Notizen aus der
Wissenschaft:
Stichwort:
Demenz und Trauma
Demenz und Trauma
26.07.2006 - Hirnforschung
Traumata mit Spätfolgen
Schlimme Erfahrungen der Vergangenheit
verursachen Gedächtnisstörungen im Alter
Eine traumatische Erfahrung in der Jugend kann zu
Gedächtnisstörungen im Alter führen, haben
amerikanische Forscher entdeckt. So setzt bei Überlebenden
des Holocaust die typische Altersvergesslichkeit etwa zehn
Jahre früher ein als bei Menschen, die keine vergleichbaren
Erlebnisse hatten. Das gilt sowohl für Überlebende,
die als Folge des Traumas heute noch unter einer posttraumatischen
Belastungsstörung leiden, als auch für Betroffene,
die eine solche Störung bereits in der Vergangenheit
überwunden haben. Unklar ist bislang allerdings, ob ein
erhöhter Stresshormonspiegel oder ein anderer Mechanismus
für diese Langzeitfolge verantwortlich ist.
Eine posttraumatische Belastungsstörung (PTSD) entsteht
als Folge eines oder auch mehrerer bedrohlicher Erlebnisse
wie dem plötzlichen Verlust einer Bezugsperson, einer
Misshandlung oder auch der Diagnose einer schweren Krankheit.
Obwohl es einige typische Symptome gibt, darunter Alpträume
oder das ständige spontane Nacherleben der traumatischen
Situation, äußert sich die Störung bei jedem
Betroffenen anders. Sehr häufig sind jedoch Störungen
des Kurzzeitgedächtnisses aufgrund von Konzentrationsproblemen,
die es dem Betroffenen praktisch unmöglich machen, sich
etwa beim Einkaufen an eine Reihe von benötigten Dingen
zu erinnern.
Möglicherweise hat eine PTSD jedoch zusätzlich
noch langfristige Auswirkungen auf das Gedächtnis, legen
nun die Ergebnisse von Rachel Yehuda und ihrem Team vom Mount-Sinai-Krankenhaus
in New York nahe.
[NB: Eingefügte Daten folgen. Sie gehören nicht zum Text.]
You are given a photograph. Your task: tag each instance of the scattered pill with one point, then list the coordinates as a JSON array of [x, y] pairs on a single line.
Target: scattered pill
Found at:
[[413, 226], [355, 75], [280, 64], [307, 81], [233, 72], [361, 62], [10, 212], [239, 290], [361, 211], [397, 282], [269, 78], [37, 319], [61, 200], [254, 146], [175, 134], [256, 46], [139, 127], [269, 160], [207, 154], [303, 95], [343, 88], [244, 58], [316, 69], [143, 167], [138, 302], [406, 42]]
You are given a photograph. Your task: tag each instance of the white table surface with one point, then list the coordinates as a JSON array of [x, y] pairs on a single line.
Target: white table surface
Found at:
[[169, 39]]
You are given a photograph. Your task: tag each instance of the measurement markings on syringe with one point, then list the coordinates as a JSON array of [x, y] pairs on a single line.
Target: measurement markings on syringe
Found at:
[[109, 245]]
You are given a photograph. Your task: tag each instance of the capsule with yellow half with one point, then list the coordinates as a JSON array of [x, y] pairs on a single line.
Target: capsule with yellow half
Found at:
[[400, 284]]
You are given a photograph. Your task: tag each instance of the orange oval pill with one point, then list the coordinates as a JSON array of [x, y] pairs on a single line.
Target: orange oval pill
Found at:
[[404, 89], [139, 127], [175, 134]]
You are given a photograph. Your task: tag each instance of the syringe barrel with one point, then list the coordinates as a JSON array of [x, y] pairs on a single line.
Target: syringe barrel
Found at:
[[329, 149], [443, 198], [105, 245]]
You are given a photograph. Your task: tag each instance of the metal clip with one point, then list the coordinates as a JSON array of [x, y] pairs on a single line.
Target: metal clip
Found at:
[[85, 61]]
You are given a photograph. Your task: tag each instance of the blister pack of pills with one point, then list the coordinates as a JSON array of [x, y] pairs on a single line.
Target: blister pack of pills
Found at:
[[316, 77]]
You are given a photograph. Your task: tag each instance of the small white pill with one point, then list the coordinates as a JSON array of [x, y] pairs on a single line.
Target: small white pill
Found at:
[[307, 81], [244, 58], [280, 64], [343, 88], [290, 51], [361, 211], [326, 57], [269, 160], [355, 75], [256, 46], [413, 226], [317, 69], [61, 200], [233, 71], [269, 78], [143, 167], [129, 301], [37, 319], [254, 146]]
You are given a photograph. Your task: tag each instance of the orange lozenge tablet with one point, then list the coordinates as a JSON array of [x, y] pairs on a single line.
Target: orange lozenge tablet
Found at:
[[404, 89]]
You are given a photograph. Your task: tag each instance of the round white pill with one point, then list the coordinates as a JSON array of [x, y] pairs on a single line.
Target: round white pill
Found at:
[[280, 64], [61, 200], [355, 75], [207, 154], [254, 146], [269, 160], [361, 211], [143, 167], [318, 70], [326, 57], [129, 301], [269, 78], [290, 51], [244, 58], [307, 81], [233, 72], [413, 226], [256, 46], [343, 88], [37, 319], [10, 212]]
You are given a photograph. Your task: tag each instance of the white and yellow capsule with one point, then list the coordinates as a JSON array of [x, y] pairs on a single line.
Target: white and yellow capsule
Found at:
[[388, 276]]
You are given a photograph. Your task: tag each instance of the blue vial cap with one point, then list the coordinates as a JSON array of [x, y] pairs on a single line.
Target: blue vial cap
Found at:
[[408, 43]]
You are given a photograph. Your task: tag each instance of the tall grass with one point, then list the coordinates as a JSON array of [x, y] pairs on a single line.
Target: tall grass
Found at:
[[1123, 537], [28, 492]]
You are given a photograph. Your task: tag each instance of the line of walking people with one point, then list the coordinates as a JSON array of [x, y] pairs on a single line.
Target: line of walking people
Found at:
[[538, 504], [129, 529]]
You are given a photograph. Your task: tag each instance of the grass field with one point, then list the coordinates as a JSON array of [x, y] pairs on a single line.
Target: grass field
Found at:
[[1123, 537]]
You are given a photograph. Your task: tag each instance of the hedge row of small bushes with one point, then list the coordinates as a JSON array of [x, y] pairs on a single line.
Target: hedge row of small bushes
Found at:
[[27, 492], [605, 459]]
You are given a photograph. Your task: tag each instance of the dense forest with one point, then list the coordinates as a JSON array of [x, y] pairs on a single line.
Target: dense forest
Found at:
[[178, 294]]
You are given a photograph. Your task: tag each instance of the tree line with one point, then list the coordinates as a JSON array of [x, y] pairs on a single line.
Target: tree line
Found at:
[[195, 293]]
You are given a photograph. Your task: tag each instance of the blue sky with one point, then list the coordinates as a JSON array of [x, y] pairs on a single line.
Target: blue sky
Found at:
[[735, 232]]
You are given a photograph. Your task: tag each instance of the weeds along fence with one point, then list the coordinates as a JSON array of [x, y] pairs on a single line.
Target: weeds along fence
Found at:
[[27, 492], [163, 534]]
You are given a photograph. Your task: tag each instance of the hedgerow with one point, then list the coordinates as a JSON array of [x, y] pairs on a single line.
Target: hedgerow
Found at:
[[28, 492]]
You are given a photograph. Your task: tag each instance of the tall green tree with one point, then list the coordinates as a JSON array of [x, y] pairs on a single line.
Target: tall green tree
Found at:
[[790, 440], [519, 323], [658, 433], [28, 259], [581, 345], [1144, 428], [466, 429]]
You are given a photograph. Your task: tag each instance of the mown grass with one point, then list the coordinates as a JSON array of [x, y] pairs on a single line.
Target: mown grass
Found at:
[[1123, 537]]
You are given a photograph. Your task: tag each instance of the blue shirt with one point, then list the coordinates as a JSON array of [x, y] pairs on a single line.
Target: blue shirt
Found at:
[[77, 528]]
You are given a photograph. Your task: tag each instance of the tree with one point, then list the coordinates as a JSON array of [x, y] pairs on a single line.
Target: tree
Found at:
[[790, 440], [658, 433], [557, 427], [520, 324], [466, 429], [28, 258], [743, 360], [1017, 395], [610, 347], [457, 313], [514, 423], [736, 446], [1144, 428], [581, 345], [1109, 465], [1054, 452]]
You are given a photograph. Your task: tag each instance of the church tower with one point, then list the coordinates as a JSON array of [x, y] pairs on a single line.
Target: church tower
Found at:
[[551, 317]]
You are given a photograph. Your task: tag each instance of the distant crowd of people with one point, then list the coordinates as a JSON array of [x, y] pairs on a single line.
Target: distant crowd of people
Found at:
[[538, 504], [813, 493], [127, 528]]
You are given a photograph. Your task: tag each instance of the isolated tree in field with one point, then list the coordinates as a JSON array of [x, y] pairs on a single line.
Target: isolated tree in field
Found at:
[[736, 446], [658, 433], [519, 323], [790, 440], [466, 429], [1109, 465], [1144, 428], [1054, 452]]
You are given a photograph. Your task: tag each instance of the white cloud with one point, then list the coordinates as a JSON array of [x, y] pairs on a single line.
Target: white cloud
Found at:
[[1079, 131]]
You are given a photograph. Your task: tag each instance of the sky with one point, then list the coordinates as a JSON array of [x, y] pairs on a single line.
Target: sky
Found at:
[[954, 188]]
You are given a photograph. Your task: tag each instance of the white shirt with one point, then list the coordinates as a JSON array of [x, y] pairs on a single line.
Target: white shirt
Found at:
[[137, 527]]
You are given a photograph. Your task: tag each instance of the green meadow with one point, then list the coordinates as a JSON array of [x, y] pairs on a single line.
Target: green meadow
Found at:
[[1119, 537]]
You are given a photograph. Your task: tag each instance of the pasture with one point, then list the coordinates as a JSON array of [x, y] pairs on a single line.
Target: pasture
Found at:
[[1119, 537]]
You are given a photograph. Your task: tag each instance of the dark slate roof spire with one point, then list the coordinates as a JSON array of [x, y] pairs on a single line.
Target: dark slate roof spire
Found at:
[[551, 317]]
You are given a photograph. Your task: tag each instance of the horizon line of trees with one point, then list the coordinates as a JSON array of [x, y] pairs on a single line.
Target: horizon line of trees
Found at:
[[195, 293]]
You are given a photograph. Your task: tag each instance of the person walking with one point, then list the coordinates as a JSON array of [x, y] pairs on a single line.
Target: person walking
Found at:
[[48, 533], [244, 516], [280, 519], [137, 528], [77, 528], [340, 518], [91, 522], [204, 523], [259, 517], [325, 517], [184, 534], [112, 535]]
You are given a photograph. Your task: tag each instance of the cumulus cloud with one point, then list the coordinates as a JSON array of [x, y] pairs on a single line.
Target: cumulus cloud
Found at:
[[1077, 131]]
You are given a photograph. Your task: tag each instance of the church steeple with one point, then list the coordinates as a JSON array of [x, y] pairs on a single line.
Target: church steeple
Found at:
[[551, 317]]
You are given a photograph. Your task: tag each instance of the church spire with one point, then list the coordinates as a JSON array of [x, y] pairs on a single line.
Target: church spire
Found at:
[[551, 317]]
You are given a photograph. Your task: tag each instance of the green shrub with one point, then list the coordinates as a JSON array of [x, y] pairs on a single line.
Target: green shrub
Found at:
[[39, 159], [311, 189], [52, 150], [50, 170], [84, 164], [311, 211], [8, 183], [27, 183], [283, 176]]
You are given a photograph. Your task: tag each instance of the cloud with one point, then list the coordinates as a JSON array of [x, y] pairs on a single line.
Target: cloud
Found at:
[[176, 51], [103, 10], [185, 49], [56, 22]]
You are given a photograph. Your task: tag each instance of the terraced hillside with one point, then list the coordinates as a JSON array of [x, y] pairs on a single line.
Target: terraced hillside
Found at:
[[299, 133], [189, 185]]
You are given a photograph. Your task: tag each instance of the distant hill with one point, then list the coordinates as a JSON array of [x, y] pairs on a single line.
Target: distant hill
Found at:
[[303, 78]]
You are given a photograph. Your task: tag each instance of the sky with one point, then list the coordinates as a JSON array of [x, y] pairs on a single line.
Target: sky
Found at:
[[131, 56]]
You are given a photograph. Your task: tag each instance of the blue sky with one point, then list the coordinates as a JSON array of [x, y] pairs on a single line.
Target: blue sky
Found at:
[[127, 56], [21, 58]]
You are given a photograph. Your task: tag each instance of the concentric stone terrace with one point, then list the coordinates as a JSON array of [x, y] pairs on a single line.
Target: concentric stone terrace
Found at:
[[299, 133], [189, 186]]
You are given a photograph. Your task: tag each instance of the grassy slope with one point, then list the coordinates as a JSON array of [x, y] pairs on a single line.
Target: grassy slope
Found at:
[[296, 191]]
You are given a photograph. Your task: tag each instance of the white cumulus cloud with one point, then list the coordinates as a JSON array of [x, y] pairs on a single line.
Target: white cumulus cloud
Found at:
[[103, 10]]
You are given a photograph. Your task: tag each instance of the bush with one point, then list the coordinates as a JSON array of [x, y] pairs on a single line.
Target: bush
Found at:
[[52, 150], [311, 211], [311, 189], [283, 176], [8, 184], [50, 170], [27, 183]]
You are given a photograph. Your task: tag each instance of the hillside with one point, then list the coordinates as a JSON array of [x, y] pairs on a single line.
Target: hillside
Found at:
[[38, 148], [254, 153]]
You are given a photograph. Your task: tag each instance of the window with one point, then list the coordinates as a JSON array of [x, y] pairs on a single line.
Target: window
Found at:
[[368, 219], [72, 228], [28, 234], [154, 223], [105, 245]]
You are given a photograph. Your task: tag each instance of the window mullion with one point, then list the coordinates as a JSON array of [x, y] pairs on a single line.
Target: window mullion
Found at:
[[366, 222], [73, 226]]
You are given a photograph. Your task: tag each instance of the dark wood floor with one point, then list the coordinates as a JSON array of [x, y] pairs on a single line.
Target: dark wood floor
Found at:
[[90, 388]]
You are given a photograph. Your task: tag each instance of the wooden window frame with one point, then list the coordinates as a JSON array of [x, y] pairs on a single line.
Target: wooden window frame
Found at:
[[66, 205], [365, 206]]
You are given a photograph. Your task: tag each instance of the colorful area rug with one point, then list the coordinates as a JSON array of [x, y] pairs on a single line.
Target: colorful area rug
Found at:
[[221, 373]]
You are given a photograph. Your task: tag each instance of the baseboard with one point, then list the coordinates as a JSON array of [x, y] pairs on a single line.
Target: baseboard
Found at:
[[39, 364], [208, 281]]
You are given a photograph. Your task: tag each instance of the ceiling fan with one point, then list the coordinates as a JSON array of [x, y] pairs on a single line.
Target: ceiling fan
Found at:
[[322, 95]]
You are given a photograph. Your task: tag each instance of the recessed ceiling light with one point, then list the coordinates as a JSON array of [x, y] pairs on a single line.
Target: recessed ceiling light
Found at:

Die Forscher hatten in ihrer Studie die
Gedächtnisleistung von drei Gruppen von Freiwilligen
verglichen: Überlebende des Holocaust mit bestehender
PTSD, Überlebende mit überwundender PTSD und eine
Kontrollgruppe, die keine traumatische Vergangenheit hatte.
Bereits im Alter von 67 zeigten sich bei allen Holocaustüberlebenden
Gedächtniseinschränkungen, die sich mit der Zeit
weiter steigerten, zeigte die Auswertung. Im Alter von 72
erreichten die Probanden in Erinnerungstests schließlich
Werte, wie sie sonst typisch für über Achtzigjährige
sind.
Eine PTSD in der Vergangenheit scheint demnach Folgen in
der Zukunft zu haben – ähnlich wie ein Sonnenbrand
in der Jugend, der später zu Hautkrebs führt, interpretiert
Studienleiterin Yehuda die Ergebnisse. Wie diese Spätfolgen
ausgelöst werden, kann sie noch nicht sagen. Dass die
Gedächtnisstörungen bei den Holocaustüberlebenden
eine andere Ursache als die PTSD haben könnten, wie beispielsweise
eine extreme Mangelernährung, hält sie jedoch für
unwahrscheinlich: In einem solchen Fall müssten alle
möglichen kognitiven Fähigkeiten eingeschränkt
sein, argumentiert sie. In der Studiengruppe war jedoch hauptsächlich
die Fähigkeit betroffen, sich Assoziationen zu merken
– und für die ist der Hippocampus verantwortlich,
eine Hirnregion, von der bereits bekannt ist, dass sie bei
PTSD-Patienten ungewöhnlich klein ist.